Dari salah satu kapal China tersebut yakni Lu Huang Yuan Yu 117, ditemukan mayat seorang Anak Buah Kapal (ABK) warga Indonesia bernama Hasan Afriadi asal Lampung. Jenazah korban disimpan di dalam peti pendingin ikan atau freezer.
“Dari informasi awal yang kami terima, ada seorang Warga Negara Indonesia diduga dianiayai hingga meninggal dunia. Seperti pengalaman sebelumnya sebagian besar tenaga kerja kita yang bekerja di kapal ikan China itu diperlakukan secara tidak manusiawi,” kata Kapolda Kepri, Irjen Aris Budiman, dalam siaran persnya yang diterima di Jakarta, Rabu (8/7/2020)
Menurut Aris, para ABK Indonesia bekerja di kapal asing itu dokumennya sengaja dipalsukan. Dari kedua kapal tersebut, dugaan terjadinya penganiayaan terjadi di salah satu kapal.
“Kapal lainnya sebagai saksi yang mengetahui kejadian tersebut. Dan warga negara kita juga yang menyampaikan informasi bahwa di kapal tersebut ada mayat. Kuat dugaan kami bahwa yang bekerja di kapal tersebut merupakan korban trafficking yang dipekerjakan secara paksa di atas kapal ikan tersebut,” tegas Aris.
Ihwal tentang kejadian ini diterima Kapolda Kepri pagi tadi sekitar jam 06.00 WIB. Pihak Bakamla dan TNI lebih awal mengetahui informasi tersebut.
“Selanjutnya pada pukul 06.00 WIB itu juga saya perintahkan jajaran Direktorat Polisi Perairan dan Udara Polda Kepri untuk bergabung melakukan deteksi dan mencari kapal tersebut. Termasuk juga helikopter ikut bergabung melakukan pencarian melalui udara,” jelas Aris.

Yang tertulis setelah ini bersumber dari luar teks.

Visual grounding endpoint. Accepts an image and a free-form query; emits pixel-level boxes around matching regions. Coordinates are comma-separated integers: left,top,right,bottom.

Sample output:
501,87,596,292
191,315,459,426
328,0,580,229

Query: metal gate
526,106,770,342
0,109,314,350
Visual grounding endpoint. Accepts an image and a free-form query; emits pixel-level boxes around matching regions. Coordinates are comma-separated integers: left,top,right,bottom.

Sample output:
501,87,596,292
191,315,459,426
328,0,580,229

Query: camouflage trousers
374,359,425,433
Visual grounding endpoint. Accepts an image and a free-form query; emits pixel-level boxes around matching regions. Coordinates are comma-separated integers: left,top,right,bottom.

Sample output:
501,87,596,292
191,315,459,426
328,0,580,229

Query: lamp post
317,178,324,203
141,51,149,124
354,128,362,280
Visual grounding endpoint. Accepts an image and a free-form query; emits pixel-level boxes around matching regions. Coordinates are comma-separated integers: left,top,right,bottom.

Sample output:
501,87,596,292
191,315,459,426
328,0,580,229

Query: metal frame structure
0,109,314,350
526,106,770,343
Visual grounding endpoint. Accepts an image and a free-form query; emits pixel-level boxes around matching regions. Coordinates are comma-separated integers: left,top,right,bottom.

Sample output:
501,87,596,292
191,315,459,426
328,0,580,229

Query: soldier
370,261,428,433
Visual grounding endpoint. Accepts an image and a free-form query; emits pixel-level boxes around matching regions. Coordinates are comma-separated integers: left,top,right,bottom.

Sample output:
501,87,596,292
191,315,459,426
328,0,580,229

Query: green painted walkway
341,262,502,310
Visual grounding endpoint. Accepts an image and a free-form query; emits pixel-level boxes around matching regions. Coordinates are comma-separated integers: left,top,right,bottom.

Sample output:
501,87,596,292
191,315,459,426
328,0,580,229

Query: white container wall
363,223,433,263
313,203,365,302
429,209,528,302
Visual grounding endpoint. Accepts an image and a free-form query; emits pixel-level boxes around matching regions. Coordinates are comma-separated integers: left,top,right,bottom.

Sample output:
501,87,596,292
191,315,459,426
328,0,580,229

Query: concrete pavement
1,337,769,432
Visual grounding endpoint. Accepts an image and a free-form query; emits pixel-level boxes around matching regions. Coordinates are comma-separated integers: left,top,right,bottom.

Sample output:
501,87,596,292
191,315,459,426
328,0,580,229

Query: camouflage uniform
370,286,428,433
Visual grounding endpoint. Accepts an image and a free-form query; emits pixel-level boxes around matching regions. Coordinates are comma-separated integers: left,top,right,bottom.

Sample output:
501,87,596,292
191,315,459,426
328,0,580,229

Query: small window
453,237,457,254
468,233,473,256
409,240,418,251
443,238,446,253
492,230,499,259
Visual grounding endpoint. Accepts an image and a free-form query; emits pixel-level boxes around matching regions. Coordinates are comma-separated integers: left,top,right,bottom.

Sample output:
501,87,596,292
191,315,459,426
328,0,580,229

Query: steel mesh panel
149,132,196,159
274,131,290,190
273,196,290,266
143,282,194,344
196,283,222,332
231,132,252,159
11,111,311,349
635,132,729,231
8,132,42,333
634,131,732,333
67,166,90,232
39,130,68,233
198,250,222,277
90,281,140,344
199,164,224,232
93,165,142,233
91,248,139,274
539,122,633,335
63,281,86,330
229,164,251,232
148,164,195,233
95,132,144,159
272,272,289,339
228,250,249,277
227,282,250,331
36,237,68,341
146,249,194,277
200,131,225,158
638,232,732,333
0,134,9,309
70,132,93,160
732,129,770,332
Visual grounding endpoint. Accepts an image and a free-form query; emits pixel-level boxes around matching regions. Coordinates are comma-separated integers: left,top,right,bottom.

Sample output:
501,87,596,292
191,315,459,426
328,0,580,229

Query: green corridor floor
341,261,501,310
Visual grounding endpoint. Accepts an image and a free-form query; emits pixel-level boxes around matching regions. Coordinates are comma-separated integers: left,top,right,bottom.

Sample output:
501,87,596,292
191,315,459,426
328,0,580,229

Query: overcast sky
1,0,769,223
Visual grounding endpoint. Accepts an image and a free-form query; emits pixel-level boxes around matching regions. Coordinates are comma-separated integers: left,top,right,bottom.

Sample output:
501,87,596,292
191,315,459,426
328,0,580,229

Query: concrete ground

Dikatakan, tempat kejadian perkara (TKP) dugaan penganiayaan hingga menyebabkan meninggal dunia ini terjadi di wilayah yurisdiksi Indonesia sehingga kewenangan untuk melakukan tindakan hukum ada di aparat kepolisian termasuk juga di TNI AL dan Bakamla.
“Kapal ini kurang lebih sudah berlayar selama 7 bulan bertolak dari Singapura ke Argentina dan begitu melewati perairan Indonesia langsung dilakukan penyergapan dengan seluruh aparat yang ada di laut,” tandas Aris.
Selain mengungkap keberadaan mayat korban dan ABK Indonesia lainnya, di kapal China tersebut terdapat banyak ABK Filipina.
Aris mengatakan, ada sekitar 10 WNI diatas kapal yang mengalami penyiksaan.
“Selain warga negara Indonesia, ada juga 15 WNA Filipina yang mengalami nasib sama. Dimana mereka juga mengalami penyiksaan di Kapal China tersebut,” kata Aris.
Saat ini, kedua kapal tersebut telah diamankan di dermaga Mako Lanal Batam.
Sejauh ini, seluruh ABK telah diamankan, termasuk kru kapal untuk penyelidikan lebih lanjut. (ATN)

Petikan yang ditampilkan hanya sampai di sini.